AP News, November 8th, 2007
A federal judge has ruled that compiling Dorothy Parker's poems was a far less original act than writing them.
The editor of a book of uncollected work by the late author did not show enough "creativity" to claim copyright infringement from a near-identical set contained in a book released by Penguin Group (USA), U.S. District Judge John F. Keenan said Tuesday, contradicting a decision he made four years ago.
Stuart Y. Silverstein's "Not Much Fun: The Lost Poems of Dorothy Parker" was published in 1996 by Scribner, an imprint of Simon & Schuster. The Penguin book, "Dorothy Parker, Complete Poems," came out in 1999 and includes all the 122 pieces assembled by Silverstein, who was not credited. The poems themselves are in the public domain.
"The Court finds that Silverstein simply selected for inclusion in `Not Much Fun' all of the uncollected Parker poems that he could find and that this selection process involved no creativity," wrote Keenan, who in a summary judgment in 2003 had ruled in Silverstein's favor and enjoined Penguin from selling or continuing to distribute its book.
Keenan's ruling was vacated in 2004 by the U.S. Court of Appeals for the Second Circuit, and the case was returned to the U.S. District Court in the Southern District of New York. The appeals court found that a "trial was required to determine if Silverstein had exercised any creativity." The trial was held last July.

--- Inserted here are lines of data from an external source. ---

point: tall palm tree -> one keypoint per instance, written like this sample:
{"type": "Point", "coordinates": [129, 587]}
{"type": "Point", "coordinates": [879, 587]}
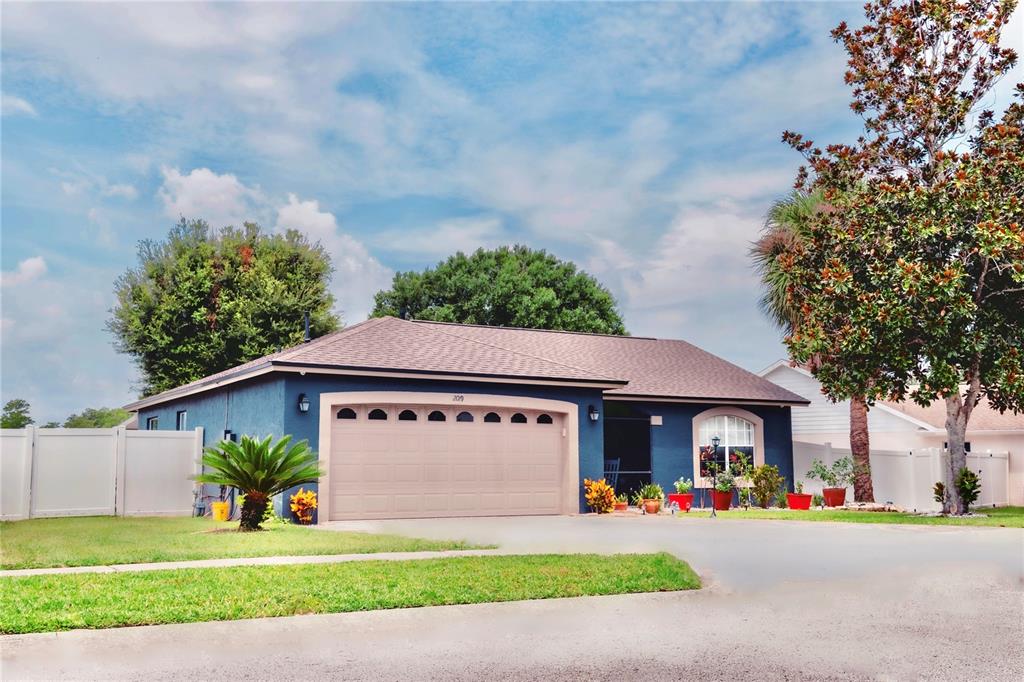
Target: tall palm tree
{"type": "Point", "coordinates": [786, 228]}
{"type": "Point", "coordinates": [260, 470]}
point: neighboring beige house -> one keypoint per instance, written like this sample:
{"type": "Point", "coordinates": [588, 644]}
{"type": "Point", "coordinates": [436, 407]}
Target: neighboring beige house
{"type": "Point", "coordinates": [900, 426]}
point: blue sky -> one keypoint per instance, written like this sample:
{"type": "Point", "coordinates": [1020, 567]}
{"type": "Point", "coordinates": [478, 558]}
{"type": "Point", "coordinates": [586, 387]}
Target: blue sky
{"type": "Point", "coordinates": [640, 140]}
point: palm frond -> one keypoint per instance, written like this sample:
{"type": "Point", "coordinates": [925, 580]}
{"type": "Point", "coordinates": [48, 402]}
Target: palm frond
{"type": "Point", "coordinates": [260, 465]}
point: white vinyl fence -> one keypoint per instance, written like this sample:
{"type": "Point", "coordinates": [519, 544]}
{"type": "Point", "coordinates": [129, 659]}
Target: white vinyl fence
{"type": "Point", "coordinates": [906, 478]}
{"type": "Point", "coordinates": [93, 472]}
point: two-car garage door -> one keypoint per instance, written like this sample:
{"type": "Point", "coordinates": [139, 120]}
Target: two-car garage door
{"type": "Point", "coordinates": [402, 461]}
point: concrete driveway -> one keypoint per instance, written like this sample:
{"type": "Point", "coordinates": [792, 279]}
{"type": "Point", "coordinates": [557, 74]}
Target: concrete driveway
{"type": "Point", "coordinates": [786, 601]}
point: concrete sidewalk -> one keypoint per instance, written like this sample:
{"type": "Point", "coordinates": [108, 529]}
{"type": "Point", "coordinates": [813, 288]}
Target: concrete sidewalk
{"type": "Point", "coordinates": [251, 561]}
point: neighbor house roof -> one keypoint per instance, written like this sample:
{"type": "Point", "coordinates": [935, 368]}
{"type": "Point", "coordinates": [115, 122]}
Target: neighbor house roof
{"type": "Point", "coordinates": [983, 418]}
{"type": "Point", "coordinates": [627, 367]}
{"type": "Point", "coordinates": [933, 418]}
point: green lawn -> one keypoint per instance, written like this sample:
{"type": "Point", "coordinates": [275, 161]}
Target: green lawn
{"type": "Point", "coordinates": [1001, 516]}
{"type": "Point", "coordinates": [104, 540]}
{"type": "Point", "coordinates": [44, 603]}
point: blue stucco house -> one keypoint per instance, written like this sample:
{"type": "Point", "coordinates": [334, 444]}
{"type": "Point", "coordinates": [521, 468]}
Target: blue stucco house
{"type": "Point", "coordinates": [417, 418]}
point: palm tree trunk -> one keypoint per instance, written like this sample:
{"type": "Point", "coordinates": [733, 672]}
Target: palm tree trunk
{"type": "Point", "coordinates": [860, 448]}
{"type": "Point", "coordinates": [252, 511]}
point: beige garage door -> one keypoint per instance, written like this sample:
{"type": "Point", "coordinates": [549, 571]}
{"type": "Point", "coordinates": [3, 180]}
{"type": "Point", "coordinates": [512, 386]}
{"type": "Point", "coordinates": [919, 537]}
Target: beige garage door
{"type": "Point", "coordinates": [394, 461]}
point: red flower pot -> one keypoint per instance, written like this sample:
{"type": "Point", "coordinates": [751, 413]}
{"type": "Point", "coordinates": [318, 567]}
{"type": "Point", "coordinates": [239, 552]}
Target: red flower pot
{"type": "Point", "coordinates": [721, 500]}
{"type": "Point", "coordinates": [683, 500]}
{"type": "Point", "coordinates": [651, 506]}
{"type": "Point", "coordinates": [835, 497]}
{"type": "Point", "coordinates": [798, 500]}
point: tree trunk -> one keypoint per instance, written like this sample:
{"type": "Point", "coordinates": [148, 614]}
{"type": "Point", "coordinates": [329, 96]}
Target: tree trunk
{"type": "Point", "coordinates": [955, 436]}
{"type": "Point", "coordinates": [860, 448]}
{"type": "Point", "coordinates": [252, 511]}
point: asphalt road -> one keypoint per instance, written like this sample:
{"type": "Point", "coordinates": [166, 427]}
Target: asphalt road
{"type": "Point", "coordinates": [785, 601]}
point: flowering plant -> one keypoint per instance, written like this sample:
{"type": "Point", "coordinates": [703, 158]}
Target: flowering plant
{"type": "Point", "coordinates": [303, 504]}
{"type": "Point", "coordinates": [724, 481]}
{"type": "Point", "coordinates": [600, 497]}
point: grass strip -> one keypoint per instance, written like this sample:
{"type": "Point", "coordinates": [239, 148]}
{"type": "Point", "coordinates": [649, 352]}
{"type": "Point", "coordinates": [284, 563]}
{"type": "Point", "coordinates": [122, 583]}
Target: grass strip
{"type": "Point", "coordinates": [1011, 517]}
{"type": "Point", "coordinates": [46, 603]}
{"type": "Point", "coordinates": [94, 541]}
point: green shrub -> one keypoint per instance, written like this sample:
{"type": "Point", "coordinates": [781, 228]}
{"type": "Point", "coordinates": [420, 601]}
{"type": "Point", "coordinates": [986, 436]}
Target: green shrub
{"type": "Point", "coordinates": [765, 481]}
{"type": "Point", "coordinates": [968, 484]}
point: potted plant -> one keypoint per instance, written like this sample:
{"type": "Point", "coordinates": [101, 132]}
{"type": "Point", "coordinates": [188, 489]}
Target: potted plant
{"type": "Point", "coordinates": [600, 497]}
{"type": "Point", "coordinates": [683, 498]}
{"type": "Point", "coordinates": [648, 498]}
{"type": "Point", "coordinates": [722, 493]}
{"type": "Point", "coordinates": [835, 478]}
{"type": "Point", "coordinates": [799, 500]}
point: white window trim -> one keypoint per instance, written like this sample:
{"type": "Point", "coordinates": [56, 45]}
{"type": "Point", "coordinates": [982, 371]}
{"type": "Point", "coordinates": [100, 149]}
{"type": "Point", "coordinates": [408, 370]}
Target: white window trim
{"type": "Point", "coordinates": [759, 437]}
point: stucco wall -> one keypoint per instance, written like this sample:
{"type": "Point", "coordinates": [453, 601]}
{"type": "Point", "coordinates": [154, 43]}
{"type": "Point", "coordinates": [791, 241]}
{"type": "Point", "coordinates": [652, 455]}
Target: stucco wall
{"type": "Point", "coordinates": [269, 406]}
{"type": "Point", "coordinates": [250, 408]}
{"type": "Point", "coordinates": [672, 443]}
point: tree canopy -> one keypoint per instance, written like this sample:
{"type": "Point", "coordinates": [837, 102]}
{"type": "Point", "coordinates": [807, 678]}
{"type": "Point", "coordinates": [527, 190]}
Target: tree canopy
{"type": "Point", "coordinates": [206, 300]}
{"type": "Point", "coordinates": [505, 287]}
{"type": "Point", "coordinates": [911, 282]}
{"type": "Point", "coordinates": [97, 418]}
{"type": "Point", "coordinates": [16, 415]}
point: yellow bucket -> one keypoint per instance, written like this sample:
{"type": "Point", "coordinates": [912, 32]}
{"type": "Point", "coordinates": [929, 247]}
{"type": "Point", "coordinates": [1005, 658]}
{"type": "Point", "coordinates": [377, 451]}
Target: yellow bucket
{"type": "Point", "coordinates": [220, 511]}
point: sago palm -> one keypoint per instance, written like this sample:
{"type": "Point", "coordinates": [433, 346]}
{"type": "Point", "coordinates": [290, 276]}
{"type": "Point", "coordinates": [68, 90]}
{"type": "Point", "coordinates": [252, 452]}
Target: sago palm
{"type": "Point", "coordinates": [260, 470]}
{"type": "Point", "coordinates": [785, 231]}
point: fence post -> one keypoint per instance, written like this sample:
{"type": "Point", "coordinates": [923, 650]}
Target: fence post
{"type": "Point", "coordinates": [28, 473]}
{"type": "Point", "coordinates": [197, 486]}
{"type": "Point", "coordinates": [121, 455]}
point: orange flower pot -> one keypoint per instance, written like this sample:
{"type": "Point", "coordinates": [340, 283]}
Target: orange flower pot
{"type": "Point", "coordinates": [651, 506]}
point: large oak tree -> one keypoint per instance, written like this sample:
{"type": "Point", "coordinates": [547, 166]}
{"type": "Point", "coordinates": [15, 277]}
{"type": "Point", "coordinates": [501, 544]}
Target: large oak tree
{"type": "Point", "coordinates": [912, 281]}
{"type": "Point", "coordinates": [504, 287]}
{"type": "Point", "coordinates": [206, 300]}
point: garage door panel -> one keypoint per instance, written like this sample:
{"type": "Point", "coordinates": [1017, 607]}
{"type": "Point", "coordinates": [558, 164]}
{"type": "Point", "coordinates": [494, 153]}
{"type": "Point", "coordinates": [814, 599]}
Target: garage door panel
{"type": "Point", "coordinates": [402, 469]}
{"type": "Point", "coordinates": [408, 473]}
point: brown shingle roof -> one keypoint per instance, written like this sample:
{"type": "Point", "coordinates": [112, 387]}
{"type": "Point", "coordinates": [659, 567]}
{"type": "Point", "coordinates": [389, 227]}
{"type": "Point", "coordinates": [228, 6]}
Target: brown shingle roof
{"type": "Point", "coordinates": [983, 418]}
{"type": "Point", "coordinates": [656, 368]}
{"type": "Point", "coordinates": [628, 366]}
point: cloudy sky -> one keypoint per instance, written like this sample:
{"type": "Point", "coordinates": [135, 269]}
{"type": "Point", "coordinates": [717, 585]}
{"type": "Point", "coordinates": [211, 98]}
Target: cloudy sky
{"type": "Point", "coordinates": [640, 140]}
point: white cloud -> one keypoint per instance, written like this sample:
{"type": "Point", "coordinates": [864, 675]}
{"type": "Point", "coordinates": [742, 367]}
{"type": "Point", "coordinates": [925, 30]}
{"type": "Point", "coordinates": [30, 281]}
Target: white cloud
{"type": "Point", "coordinates": [123, 190]}
{"type": "Point", "coordinates": [27, 270]}
{"type": "Point", "coordinates": [466, 235]}
{"type": "Point", "coordinates": [14, 105]}
{"type": "Point", "coordinates": [202, 194]}
{"type": "Point", "coordinates": [357, 275]}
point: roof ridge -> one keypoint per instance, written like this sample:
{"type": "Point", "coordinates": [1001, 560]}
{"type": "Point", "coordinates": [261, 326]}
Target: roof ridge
{"type": "Point", "coordinates": [349, 331]}
{"type": "Point", "coordinates": [519, 352]}
{"type": "Point", "coordinates": [534, 329]}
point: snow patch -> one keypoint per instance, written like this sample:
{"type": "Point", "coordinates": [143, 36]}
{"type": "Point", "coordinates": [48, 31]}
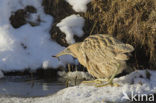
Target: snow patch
{"type": "Point", "coordinates": [72, 25]}
{"type": "Point", "coordinates": [27, 46]}
{"type": "Point", "coordinates": [79, 5]}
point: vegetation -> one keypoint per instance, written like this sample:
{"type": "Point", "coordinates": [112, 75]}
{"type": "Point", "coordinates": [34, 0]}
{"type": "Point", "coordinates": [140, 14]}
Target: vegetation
{"type": "Point", "coordinates": [131, 21]}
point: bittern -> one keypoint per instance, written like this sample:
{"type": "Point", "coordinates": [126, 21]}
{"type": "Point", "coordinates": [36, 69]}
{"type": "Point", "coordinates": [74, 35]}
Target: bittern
{"type": "Point", "coordinates": [103, 55]}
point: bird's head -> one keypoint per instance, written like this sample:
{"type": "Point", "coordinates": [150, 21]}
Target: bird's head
{"type": "Point", "coordinates": [70, 50]}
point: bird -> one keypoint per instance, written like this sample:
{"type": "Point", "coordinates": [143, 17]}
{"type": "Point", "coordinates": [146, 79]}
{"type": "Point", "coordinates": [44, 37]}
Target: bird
{"type": "Point", "coordinates": [103, 55]}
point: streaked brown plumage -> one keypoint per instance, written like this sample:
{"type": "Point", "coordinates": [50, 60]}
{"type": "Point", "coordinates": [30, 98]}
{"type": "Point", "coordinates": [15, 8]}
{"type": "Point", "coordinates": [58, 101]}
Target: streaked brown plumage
{"type": "Point", "coordinates": [102, 55]}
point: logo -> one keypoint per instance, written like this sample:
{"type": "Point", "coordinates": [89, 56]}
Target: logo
{"type": "Point", "coordinates": [138, 97]}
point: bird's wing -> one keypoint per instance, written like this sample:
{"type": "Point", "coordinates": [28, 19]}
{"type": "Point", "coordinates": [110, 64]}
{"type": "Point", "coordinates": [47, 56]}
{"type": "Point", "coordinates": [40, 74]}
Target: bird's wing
{"type": "Point", "coordinates": [102, 48]}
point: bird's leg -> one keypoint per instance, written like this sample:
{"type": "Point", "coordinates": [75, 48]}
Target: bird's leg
{"type": "Point", "coordinates": [110, 81]}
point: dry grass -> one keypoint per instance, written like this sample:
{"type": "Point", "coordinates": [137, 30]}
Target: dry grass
{"type": "Point", "coordinates": [131, 21]}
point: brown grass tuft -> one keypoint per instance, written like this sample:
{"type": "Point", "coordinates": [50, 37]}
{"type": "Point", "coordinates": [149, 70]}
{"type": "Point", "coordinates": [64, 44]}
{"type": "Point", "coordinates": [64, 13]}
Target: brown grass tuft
{"type": "Point", "coordinates": [132, 21]}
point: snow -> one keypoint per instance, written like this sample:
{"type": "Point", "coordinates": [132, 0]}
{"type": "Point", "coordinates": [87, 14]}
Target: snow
{"type": "Point", "coordinates": [136, 82]}
{"type": "Point", "coordinates": [72, 25]}
{"type": "Point", "coordinates": [27, 46]}
{"type": "Point", "coordinates": [79, 5]}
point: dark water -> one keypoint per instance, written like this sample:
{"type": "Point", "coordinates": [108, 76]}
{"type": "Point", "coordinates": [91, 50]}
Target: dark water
{"type": "Point", "coordinates": [24, 86]}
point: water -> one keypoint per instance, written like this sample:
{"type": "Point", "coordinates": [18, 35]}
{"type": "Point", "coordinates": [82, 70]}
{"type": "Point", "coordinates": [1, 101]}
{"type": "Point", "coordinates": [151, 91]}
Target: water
{"type": "Point", "coordinates": [24, 86]}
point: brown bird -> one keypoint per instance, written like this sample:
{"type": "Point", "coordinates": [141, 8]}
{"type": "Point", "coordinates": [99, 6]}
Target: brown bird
{"type": "Point", "coordinates": [102, 55]}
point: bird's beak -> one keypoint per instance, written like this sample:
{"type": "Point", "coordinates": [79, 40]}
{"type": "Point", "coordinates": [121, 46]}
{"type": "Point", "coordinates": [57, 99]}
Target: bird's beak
{"type": "Point", "coordinates": [64, 52]}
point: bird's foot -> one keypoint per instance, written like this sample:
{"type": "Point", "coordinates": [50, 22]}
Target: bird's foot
{"type": "Point", "coordinates": [97, 81]}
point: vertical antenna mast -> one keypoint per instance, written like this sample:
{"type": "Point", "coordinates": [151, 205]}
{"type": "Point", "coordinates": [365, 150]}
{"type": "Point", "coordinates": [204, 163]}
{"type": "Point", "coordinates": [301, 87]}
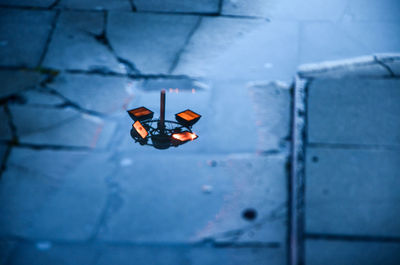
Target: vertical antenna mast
{"type": "Point", "coordinates": [161, 124]}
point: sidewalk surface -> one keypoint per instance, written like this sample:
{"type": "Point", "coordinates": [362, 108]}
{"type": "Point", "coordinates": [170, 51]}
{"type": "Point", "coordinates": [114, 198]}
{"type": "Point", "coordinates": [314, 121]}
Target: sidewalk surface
{"type": "Point", "coordinates": [76, 189]}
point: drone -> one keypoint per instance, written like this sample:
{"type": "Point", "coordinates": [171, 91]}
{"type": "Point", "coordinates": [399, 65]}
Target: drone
{"type": "Point", "coordinates": [161, 133]}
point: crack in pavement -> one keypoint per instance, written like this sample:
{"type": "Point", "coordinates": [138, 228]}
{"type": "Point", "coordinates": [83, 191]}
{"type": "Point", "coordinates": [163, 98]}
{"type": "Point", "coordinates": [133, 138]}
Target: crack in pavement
{"type": "Point", "coordinates": [49, 37]}
{"type": "Point", "coordinates": [187, 40]}
{"type": "Point", "coordinates": [234, 235]}
{"type": "Point", "coordinates": [103, 39]}
{"type": "Point", "coordinates": [392, 74]}
{"type": "Point", "coordinates": [54, 4]}
{"type": "Point", "coordinates": [133, 6]}
{"type": "Point", "coordinates": [5, 159]}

"Penguin Group (USA) is, of course, delighted with the District Court's decision," the publisher said Thursday in a statement.
"After six years of litigation, the court has unambiguously rejected every one of Mr. Silverstein's legal claims, and repudiated his attacks on Penguin's conduct and practices. It is a complete vindication for Penguin, and a great victory for all publishers."
Silverstein told The Associated Press on Thursday, "We're disappointed with the ruling and are considering our remedies on appeal."
Penguin spokeswoman Kristin Ilardi said that the publisher had "voluntarily kept the book out of circulation" and that "it will be up to the Penguin Books imprint to decide whether they will begin circulation again."
Keenan's 79-page decision included legal and literary history. He offered a brief description of Parker — "the famous writer who was a member of the Algonquin Round Table" — and a detailed summary of what constitutes a poem.
"A poem sometimes possesses rhyme or meter, though this is not necessary," Keenan wrote. "A poem is typically free from the usual rules of grammar, punctuation and capitalization." In a footnote, he cited testimony that before "World War Two, a poem almost always had rhyme or meter." Now, "the popular definition of poem has become much more lenient."
Among the factors in Keenan's decision: Whether a 1920 letter from Parker to fellow wit Robert Benchley, written in rhyming couplets, was easily defined as a poem. Silverstein testified that it wasn't and that he had demonstrated creativity by including it in his book.
On the contrary, Keenan wrote, "where a line does not fit within the margins, it is indented below and kept apart from the next line in order to preserve the rhyme scheme.
"The Letter to Robert Benchley is objectively recognizable as a poem."